'The Office' Time Machine Isn't a Product of 'Office' Fandom
Before making The Office Time Machine—a viral tool that allows people to see all the cultural references in the hit NBC show year—Joe Sabia wasn't really a fan of the show.
Before making The Office Time Machine—a viral tool that allows people to see all the cultural references in the hit NBC show year—Joe Sabia wasn't really a fan of the show. "By no means did I ever sit down and get excited about the upcoming week," Sabia told The Wire.
So this project was not developed out of a deep love of the material like his "9 Minute Breaking Bad." Instead, The Office became a vessel for Sabia's exploration of cultural references, which turned into a piece that comments on fair use as Sabia was undertaking the project.
On the site for the project, he writes that he "created this project to advocate for copyright reform and highlight the importance of fair use in protecting creators and their art." He links to sites for digital advocacy organizations like the Electronic Frontier Foundation. At EFF, Parker Higgins wrote that the project "makes an important point about copyright and culture, and is itself a perfect demonstration of how certain assumptions baked into our current law are out of line with reality." But of course the project is also simply fun for fans of the show. Sabia told The Wire: "If I can get 10 percent of those people to scroll down and read the first paragraph of what’s written then it has done it’s job."

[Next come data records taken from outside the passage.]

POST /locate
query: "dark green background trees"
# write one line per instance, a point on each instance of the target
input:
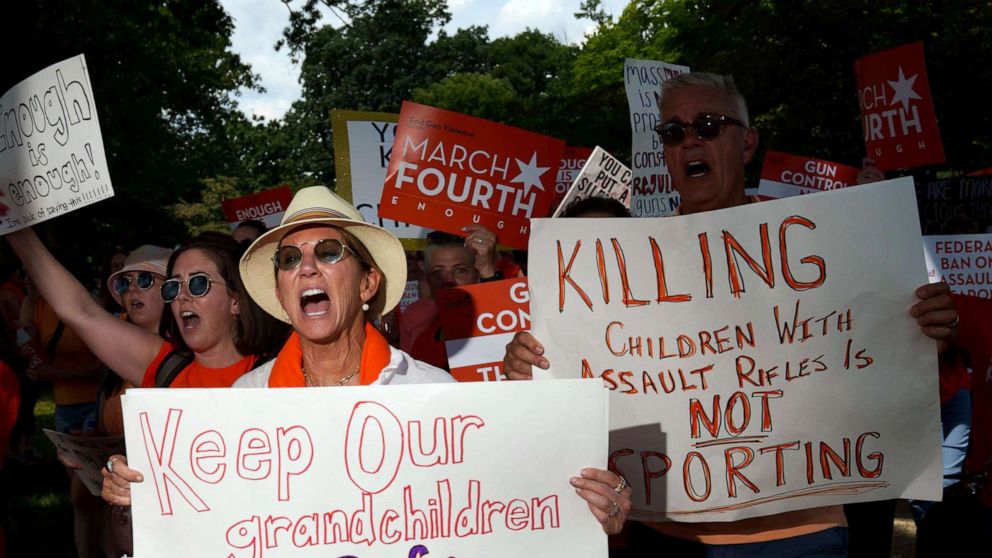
(163, 75)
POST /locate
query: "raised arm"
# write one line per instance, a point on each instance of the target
(126, 348)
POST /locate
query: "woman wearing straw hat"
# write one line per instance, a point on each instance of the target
(335, 274)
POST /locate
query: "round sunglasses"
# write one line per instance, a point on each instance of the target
(143, 280)
(328, 251)
(707, 127)
(197, 285)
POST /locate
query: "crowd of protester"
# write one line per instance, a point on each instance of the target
(314, 302)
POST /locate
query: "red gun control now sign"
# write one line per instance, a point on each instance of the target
(897, 114)
(478, 321)
(785, 175)
(448, 170)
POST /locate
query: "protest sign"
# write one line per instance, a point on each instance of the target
(411, 294)
(457, 469)
(266, 206)
(449, 170)
(760, 358)
(652, 194)
(602, 175)
(963, 261)
(478, 321)
(897, 114)
(363, 142)
(51, 150)
(785, 175)
(571, 163)
(90, 452)
(955, 205)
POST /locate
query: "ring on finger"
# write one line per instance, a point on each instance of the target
(623, 484)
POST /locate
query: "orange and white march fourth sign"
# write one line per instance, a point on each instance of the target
(478, 321)
(449, 170)
(897, 114)
(785, 175)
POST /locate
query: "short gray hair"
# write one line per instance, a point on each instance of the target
(713, 81)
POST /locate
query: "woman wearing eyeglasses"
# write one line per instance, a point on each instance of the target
(211, 327)
(330, 275)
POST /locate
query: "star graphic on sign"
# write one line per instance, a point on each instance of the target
(903, 88)
(530, 174)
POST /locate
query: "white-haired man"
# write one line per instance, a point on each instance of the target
(707, 142)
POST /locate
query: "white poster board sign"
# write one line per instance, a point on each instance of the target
(652, 193)
(602, 175)
(760, 358)
(458, 469)
(51, 152)
(363, 142)
(963, 261)
(90, 452)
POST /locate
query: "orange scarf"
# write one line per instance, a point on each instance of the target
(287, 370)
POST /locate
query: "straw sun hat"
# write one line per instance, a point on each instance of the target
(317, 205)
(146, 257)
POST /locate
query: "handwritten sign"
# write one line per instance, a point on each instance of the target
(897, 114)
(652, 193)
(572, 161)
(785, 175)
(955, 205)
(89, 451)
(602, 175)
(759, 359)
(266, 206)
(51, 150)
(478, 321)
(963, 261)
(449, 170)
(458, 470)
(363, 142)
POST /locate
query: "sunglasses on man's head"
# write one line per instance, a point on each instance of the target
(707, 127)
(143, 281)
(328, 251)
(441, 237)
(197, 285)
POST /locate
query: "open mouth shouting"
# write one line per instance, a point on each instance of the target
(189, 319)
(697, 169)
(314, 302)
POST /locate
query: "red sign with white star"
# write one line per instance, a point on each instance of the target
(448, 170)
(897, 114)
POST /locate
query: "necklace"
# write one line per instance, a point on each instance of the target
(313, 383)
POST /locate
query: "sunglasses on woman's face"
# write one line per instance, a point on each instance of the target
(143, 280)
(707, 127)
(328, 251)
(197, 285)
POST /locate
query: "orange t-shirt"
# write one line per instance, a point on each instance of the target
(287, 370)
(757, 529)
(197, 375)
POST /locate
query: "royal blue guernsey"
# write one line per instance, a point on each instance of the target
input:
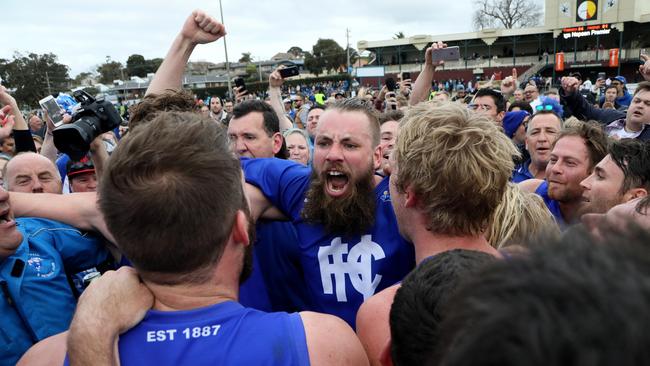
(222, 334)
(552, 205)
(340, 271)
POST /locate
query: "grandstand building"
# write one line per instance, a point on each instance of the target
(589, 36)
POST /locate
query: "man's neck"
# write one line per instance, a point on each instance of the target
(536, 171)
(633, 126)
(191, 296)
(428, 244)
(570, 210)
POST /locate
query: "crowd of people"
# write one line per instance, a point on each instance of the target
(407, 225)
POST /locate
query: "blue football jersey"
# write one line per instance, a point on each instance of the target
(340, 271)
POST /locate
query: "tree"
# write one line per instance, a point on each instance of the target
(251, 72)
(136, 65)
(34, 76)
(109, 71)
(312, 64)
(154, 64)
(327, 55)
(506, 13)
(245, 58)
(78, 80)
(296, 51)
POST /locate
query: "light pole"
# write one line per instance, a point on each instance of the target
(225, 48)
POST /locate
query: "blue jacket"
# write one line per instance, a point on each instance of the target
(37, 299)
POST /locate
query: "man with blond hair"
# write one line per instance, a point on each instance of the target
(443, 195)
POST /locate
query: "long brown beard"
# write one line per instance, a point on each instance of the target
(351, 215)
(247, 266)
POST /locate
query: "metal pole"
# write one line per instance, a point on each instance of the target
(620, 51)
(514, 51)
(347, 37)
(554, 52)
(349, 68)
(225, 48)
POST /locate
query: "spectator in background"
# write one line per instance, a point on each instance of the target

Why The Office then? Since Sabia admitted that the project would work with a show like 30 Rock or The Simpsons. Well, for one, The Office was ending when he started the project, and he liked the "conclusive" nature of the timing. Did he end up liking the show? "I think the show’s brilliant. I think that it’s incredibly important," he said. "I have deep respect for the show. After you watch so many episodes by yourself it’s a little bit tough."